Les clauses divulguées par le site américain Axios incluent principalement une méthode de division du sud de la Syrie en trois niveaux, une méthode qui, selon le site US, imite les accords de Camp David signés entre Israël et l’Égypte en 1979. Selon le plan israélien, Tel-Aviv annexe des zones supplémentaires du territoire syrien en élargissant la zone tampon définie par l’accord de cessez-le-feu de 1974 entre Damas et Tel-Aviv à une profondeur de deux kilomètres. Au deuxième niveau, le plan interdit aux autorités syriennes d’introduire tout véhicule militaire lourd dans le sud. Au troisième niveau, il est interdit à tout avion militaire syrien de survoler le sud du pays, du sud-ouest de la capitale, Damas, jusqu’à la zone tampon. Israël conservera, en outre, certaines zones, occupées après la chute de l’ancien régime, notamment sa présence militaire au sommet stratégique du mont Hermon.
Selon Axios, les termes du plan annoncé auxquels les autorités syriennes de transition n’ont pas encore réagi, tandis qu’elles s’efforcent d’élaborer un contre-plan, soulèvent de nombreuses interrogations quant aux changements que sa mise en œuvre pourrait induire.
Ceci s’inscrit dans le contexte de l’imposition forcée de cette réalité par Israël au sud, empêchant Damas d’y acheminer du matériel lourd. Israël ayant détruit la plupart des capacités militaires syriennes, notamment les aéroports militaires, les avions et les bases de défense aérienne (à l’exception des avions entretenus par la Turquie et en cours de décollage d’essai à l’aéroport militaire de Kuweires, dans la banlieue d’Alep, il y a environ deux semaines).
Ce qui précède signifie que le contenu de l’accord correspond parfaitement à la réalité envisagée par Tel-Aviv pour le sud de la Syrie, notamment sa forte présence à Soueida, désormais autonome. L’accord souhaité n’est donc qu’une simple confirmation écrite de la réalité, en dépit de quelques détails techniques.
Selon des informations divulguées par Axios, l’accord comprend également une clause supplémentaire accordant à Israël une totale liberté de mouvement dans l’espace aérien syrien en maintenant un corridor ouvert vers l’Iran via la Syrie. Cela ouvrirait la voie à de futures frappes israéliennes et consoliderait le statu quo, où la Syrie est incapable de protéger son espace aérien contre les attaques israéliennes. Les autorités de transition n’ont manifesté aucune intention de le faire.
Le plan annoncé ignore également l’un des points les plus controversés pour Israël dans le conflit syrien : l’expansion militaire turque. Tel-Aviv a explicitement rejeté cette possibilité. L’entité sioniste a détruit une base aérienne et une base de défense aérienne dans la région de Homs après la publication d’informations faisant état de tentatives turques de les exploiter dans le cadre de l’expansion militaire terrestre d’Ankara en territoire syrien.
Dans ce contexte, la visite urgente effectuée mercredi à Damas par Ibrahim Kalin, chef des services de renseignement turcs, où il a rencontré Ahmad al-Sharaa, s’avère compréhensible.

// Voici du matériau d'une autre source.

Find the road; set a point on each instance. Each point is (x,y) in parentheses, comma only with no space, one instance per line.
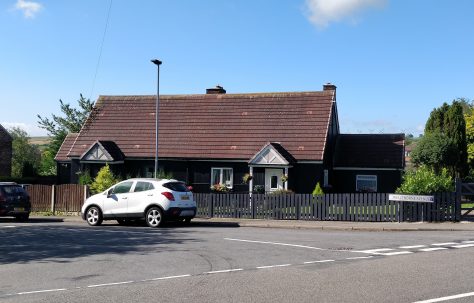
(44,261)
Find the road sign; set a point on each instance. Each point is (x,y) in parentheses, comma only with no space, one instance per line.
(411,198)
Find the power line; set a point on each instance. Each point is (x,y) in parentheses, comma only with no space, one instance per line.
(100,51)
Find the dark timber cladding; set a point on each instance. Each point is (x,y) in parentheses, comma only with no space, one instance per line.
(211,126)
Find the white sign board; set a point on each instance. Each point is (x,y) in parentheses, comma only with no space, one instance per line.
(411,198)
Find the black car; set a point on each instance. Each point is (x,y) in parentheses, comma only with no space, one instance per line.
(14,201)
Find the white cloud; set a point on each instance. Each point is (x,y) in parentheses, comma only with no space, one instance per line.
(322,12)
(32,130)
(29,8)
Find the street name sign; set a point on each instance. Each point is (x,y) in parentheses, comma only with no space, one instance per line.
(411,198)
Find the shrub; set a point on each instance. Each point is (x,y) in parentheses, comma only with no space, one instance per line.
(281,192)
(425,181)
(85,178)
(105,179)
(259,189)
(318,191)
(246,178)
(221,188)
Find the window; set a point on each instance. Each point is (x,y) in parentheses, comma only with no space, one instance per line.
(366,183)
(143,186)
(123,187)
(274,182)
(222,176)
(176,186)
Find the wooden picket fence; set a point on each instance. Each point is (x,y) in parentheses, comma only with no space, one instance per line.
(62,198)
(369,207)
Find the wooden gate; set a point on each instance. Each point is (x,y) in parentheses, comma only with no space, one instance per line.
(466,195)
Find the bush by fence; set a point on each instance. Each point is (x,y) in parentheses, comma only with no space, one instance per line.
(63,198)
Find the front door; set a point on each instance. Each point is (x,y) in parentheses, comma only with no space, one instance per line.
(273,179)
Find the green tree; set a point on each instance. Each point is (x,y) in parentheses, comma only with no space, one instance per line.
(436,150)
(449,120)
(26,157)
(105,179)
(425,180)
(58,126)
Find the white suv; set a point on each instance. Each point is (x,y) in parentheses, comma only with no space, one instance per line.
(151,199)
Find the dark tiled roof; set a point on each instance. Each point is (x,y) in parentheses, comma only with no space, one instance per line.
(113,150)
(370,151)
(65,147)
(218,126)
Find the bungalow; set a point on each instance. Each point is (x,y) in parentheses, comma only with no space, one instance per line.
(5,153)
(283,140)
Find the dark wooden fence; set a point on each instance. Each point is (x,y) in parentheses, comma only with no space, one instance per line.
(63,198)
(372,207)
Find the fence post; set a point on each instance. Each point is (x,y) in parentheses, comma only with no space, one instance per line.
(298,207)
(457,205)
(211,208)
(253,206)
(53,198)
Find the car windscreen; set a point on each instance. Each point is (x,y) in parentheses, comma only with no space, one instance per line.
(13,190)
(176,186)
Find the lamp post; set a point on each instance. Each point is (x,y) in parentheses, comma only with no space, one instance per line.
(157,63)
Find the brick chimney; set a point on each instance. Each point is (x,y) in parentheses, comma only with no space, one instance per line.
(329,86)
(216,90)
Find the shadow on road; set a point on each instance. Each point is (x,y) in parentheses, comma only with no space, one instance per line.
(63,243)
(32,220)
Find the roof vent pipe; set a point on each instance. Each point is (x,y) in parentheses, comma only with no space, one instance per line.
(216,90)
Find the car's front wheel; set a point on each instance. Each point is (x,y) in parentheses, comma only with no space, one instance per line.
(22,218)
(154,217)
(94,216)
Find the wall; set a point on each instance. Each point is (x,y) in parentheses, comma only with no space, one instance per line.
(387,180)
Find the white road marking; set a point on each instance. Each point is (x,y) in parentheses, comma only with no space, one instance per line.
(463,245)
(223,271)
(165,278)
(272,266)
(412,246)
(275,243)
(356,258)
(433,249)
(377,251)
(320,261)
(396,253)
(441,299)
(110,284)
(40,291)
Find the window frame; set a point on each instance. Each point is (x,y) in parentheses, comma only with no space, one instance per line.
(366,178)
(122,183)
(150,186)
(221,175)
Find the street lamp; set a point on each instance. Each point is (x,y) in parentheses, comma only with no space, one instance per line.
(157,63)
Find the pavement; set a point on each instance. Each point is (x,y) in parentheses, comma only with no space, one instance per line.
(302,224)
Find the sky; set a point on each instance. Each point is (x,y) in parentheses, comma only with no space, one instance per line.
(392,61)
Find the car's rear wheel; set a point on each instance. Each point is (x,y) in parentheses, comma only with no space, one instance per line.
(94,216)
(154,217)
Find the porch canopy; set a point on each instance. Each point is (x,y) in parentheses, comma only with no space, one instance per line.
(103,152)
(272,155)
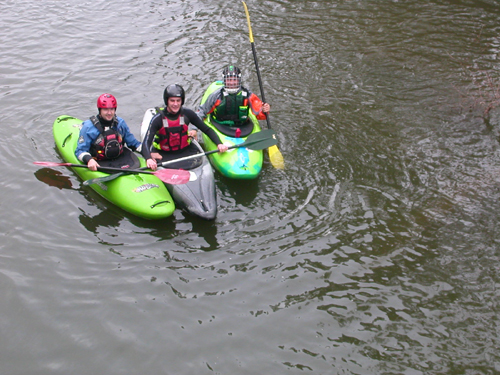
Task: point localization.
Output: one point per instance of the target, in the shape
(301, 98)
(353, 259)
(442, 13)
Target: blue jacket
(89, 133)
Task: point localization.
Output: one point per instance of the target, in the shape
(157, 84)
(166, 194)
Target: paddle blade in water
(52, 164)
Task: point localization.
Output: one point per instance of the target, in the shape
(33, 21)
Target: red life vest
(174, 134)
(109, 144)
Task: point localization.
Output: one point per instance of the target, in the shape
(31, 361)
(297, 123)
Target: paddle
(274, 153)
(169, 176)
(256, 141)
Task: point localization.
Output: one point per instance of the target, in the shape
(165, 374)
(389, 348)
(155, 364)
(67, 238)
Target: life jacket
(232, 109)
(109, 144)
(173, 135)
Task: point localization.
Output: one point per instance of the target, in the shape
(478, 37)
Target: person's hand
(151, 163)
(92, 165)
(222, 147)
(156, 156)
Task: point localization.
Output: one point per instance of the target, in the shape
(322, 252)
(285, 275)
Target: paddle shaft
(254, 52)
(258, 140)
(110, 169)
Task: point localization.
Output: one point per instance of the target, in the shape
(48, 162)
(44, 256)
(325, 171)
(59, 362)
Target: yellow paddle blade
(276, 158)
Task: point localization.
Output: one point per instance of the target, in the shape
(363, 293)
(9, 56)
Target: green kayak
(239, 163)
(143, 195)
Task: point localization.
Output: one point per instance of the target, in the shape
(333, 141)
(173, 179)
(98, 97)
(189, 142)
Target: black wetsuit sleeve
(196, 121)
(155, 125)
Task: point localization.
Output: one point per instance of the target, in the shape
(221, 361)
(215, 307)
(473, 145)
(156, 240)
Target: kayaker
(169, 130)
(230, 104)
(104, 136)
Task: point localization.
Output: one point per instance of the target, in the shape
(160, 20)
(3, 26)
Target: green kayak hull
(143, 195)
(238, 163)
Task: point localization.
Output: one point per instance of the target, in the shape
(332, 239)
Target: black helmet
(174, 91)
(232, 72)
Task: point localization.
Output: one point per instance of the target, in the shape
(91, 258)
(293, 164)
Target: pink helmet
(106, 101)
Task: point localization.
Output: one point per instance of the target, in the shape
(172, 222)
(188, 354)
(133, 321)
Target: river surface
(375, 251)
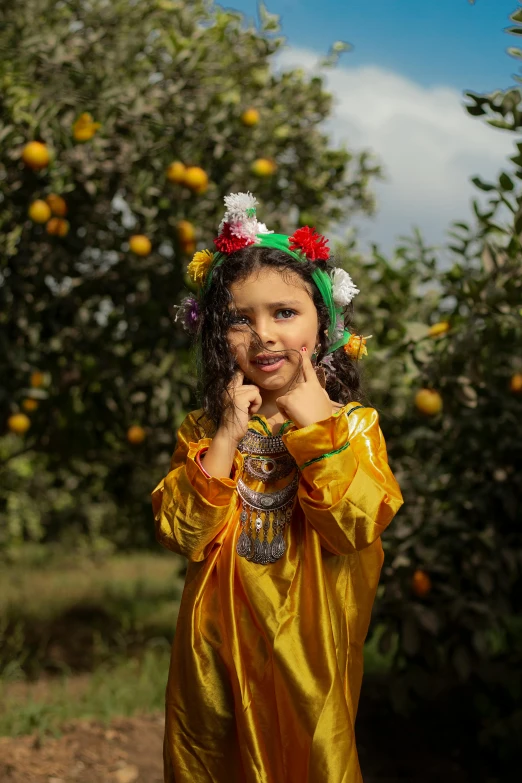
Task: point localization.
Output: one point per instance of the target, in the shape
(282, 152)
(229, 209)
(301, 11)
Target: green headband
(320, 278)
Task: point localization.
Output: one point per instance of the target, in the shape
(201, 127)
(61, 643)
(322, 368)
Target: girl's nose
(266, 332)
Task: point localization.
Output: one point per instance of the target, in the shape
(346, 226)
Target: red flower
(312, 244)
(228, 243)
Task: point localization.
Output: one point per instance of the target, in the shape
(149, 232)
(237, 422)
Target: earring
(319, 371)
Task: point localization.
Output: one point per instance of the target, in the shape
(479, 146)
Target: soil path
(129, 750)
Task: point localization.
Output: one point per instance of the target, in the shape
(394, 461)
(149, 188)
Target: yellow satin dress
(267, 660)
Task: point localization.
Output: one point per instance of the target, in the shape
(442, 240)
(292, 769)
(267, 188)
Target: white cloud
(428, 145)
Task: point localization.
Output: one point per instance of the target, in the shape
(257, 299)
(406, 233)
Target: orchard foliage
(123, 124)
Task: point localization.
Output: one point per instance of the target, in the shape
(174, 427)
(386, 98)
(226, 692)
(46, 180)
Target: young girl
(278, 492)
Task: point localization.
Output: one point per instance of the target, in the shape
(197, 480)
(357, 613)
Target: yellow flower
(356, 346)
(199, 266)
(442, 327)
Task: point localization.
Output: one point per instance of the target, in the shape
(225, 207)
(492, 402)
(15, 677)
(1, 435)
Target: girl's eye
(237, 318)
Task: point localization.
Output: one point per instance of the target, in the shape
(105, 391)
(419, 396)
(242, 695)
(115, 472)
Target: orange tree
(122, 127)
(448, 378)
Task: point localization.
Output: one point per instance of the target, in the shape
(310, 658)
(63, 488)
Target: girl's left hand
(307, 402)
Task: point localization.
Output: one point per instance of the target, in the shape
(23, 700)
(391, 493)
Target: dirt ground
(130, 751)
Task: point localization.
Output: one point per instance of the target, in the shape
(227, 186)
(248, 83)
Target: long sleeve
(191, 510)
(347, 490)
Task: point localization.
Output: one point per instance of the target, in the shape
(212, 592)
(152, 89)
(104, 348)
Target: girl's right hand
(245, 402)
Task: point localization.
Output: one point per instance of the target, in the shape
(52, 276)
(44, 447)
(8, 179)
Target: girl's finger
(237, 380)
(307, 368)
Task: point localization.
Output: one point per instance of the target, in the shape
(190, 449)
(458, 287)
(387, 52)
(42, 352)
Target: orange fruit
(186, 231)
(136, 434)
(57, 204)
(250, 117)
(36, 155)
(19, 423)
(176, 171)
(140, 244)
(84, 128)
(57, 227)
(39, 211)
(428, 401)
(420, 583)
(196, 179)
(263, 167)
(37, 379)
(515, 383)
(442, 327)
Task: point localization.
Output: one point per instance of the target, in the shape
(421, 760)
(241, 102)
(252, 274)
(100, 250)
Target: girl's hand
(246, 401)
(307, 402)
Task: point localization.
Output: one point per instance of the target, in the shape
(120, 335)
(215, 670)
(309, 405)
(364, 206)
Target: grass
(73, 616)
(91, 639)
(127, 687)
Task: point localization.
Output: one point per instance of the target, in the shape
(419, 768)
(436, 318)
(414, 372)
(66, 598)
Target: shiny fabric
(267, 661)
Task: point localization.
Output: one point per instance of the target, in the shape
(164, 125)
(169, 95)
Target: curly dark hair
(216, 364)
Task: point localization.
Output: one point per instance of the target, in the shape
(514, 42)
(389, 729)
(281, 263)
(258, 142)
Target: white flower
(343, 288)
(241, 216)
(239, 206)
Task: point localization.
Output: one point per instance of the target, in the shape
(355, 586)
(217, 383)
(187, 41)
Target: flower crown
(240, 228)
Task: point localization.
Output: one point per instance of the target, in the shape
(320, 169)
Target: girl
(278, 492)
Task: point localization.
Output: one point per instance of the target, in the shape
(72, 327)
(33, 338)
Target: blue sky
(432, 42)
(399, 93)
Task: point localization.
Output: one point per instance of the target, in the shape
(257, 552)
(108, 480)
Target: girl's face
(281, 311)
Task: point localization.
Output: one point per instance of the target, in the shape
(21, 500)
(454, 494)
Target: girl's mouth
(269, 364)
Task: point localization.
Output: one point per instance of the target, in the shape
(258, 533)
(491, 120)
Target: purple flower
(188, 312)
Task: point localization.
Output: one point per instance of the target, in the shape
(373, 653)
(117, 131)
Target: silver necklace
(268, 459)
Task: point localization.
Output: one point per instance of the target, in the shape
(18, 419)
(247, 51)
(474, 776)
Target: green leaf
(503, 124)
(481, 185)
(506, 183)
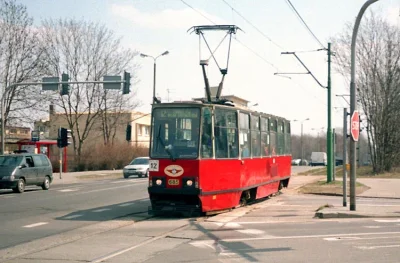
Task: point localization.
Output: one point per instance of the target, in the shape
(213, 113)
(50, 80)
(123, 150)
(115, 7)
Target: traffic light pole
(6, 88)
(353, 105)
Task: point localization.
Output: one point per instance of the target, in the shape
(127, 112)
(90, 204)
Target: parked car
(20, 170)
(139, 166)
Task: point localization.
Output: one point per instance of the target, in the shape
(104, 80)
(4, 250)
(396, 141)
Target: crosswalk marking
(101, 210)
(72, 216)
(36, 224)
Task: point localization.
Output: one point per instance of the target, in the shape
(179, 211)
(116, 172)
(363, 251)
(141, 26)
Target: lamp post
(155, 100)
(301, 138)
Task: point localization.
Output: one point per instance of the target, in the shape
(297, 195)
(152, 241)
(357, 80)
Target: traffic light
(128, 132)
(63, 137)
(64, 86)
(127, 83)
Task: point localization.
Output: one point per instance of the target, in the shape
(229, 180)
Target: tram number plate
(173, 181)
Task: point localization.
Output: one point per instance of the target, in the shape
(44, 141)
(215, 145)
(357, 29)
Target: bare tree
(87, 52)
(20, 56)
(378, 84)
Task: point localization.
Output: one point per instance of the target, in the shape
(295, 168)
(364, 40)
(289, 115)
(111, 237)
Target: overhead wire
(303, 22)
(254, 52)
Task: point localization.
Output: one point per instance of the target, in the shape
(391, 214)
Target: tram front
(174, 164)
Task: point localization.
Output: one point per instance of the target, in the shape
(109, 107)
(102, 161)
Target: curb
(322, 215)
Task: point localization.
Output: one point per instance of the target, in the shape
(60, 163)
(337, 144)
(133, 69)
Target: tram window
(244, 135)
(226, 143)
(272, 137)
(256, 143)
(255, 123)
(265, 144)
(281, 138)
(206, 141)
(264, 124)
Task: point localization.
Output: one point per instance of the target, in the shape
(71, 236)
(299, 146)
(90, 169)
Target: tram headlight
(189, 182)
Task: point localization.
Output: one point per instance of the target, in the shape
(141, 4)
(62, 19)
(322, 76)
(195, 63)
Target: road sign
(355, 126)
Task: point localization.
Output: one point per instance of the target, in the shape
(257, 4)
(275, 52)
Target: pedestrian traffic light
(63, 137)
(128, 132)
(127, 83)
(64, 86)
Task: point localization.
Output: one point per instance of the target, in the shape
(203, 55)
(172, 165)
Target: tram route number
(153, 165)
(173, 181)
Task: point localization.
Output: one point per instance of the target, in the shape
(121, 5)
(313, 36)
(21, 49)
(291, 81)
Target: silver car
(139, 166)
(19, 170)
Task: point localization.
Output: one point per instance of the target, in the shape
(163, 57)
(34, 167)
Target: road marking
(72, 216)
(376, 247)
(68, 190)
(228, 225)
(37, 224)
(341, 238)
(251, 231)
(127, 204)
(101, 210)
(387, 220)
(305, 237)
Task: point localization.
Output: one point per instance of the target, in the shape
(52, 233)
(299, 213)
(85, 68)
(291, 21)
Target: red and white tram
(209, 156)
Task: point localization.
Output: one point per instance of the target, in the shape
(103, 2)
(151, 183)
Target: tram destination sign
(179, 113)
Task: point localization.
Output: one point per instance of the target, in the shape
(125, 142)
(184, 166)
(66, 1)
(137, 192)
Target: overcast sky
(269, 27)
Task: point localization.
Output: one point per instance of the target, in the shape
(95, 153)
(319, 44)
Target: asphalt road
(37, 213)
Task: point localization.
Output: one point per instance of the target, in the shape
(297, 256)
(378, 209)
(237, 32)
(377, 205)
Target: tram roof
(228, 106)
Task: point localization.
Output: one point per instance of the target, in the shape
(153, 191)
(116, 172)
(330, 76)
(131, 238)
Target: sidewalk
(379, 188)
(78, 177)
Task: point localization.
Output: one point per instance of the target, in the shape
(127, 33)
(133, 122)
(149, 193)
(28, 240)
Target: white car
(139, 166)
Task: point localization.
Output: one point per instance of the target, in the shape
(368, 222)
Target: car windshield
(140, 161)
(175, 133)
(10, 160)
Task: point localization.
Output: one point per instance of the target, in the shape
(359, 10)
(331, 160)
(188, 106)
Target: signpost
(355, 126)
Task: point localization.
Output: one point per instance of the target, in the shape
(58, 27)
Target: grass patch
(362, 172)
(332, 188)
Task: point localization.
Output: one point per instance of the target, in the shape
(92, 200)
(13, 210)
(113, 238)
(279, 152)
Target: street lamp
(155, 100)
(301, 138)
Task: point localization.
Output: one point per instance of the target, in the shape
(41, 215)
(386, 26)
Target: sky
(268, 28)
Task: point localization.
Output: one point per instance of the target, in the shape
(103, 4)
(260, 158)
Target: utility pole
(353, 105)
(329, 132)
(329, 142)
(345, 156)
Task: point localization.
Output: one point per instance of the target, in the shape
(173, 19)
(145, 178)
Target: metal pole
(334, 155)
(154, 83)
(353, 105)
(301, 143)
(329, 132)
(2, 120)
(345, 157)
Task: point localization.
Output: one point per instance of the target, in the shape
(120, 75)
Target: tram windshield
(175, 133)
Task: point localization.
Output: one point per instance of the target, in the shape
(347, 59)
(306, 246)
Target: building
(12, 135)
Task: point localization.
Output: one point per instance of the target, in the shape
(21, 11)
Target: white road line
(251, 231)
(305, 237)
(72, 216)
(37, 224)
(387, 220)
(68, 190)
(127, 204)
(376, 247)
(101, 210)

Si l’Agence de presse arabe syrienne (SANA) a rapporté qu’al-Sharaa et Kalin ont discuté des développements régionaux et de de l’accord avec la direction des Forces démocratiques syriennes (FDS). L’agence a ignoré le calendrier de cette visite, qui précédait une rencontre prévue entre Assaad al-Shibani, ministre syrien des Affaires étrangères par intérim, et Ron Dermer, son vis-à-vis israélien, en présence de Thomas Barrack, envoyé spécial américain en Syrie. Cette rencontre qui était prévue le mercredi 18 septembre à Londres, a été reportée de 24 heures pour se tenir désormais à Bakou, capitale azerbaïdjanaise, selon Sky News, citant des sources informées anonymes.
Le plan israélien, dont certains détails ont fuité parallèlement à l’annonce d’un accord sur une « feuille de route » pour Soueida à la suite d’une réunion tripartite entre A. al-Shibani, son homologue jordanien Ayman Safadi et T. Barrack, soulève des questions supplémentaires quant à l’activité sécuritaire et militaire israélienne en cours dans le sud de la Syrie et quant à l’intérêt que la Turquie en tirera.
A noter, enfin, que le président syrien par intérim s’est montré optimiste mercredi soir concernant les négociations avec Israël, déclarant qu’un accord de sécurité pourrait « porter ses fruits dans les prochains jours ». Il a qualifié cet accord de « nécessité ».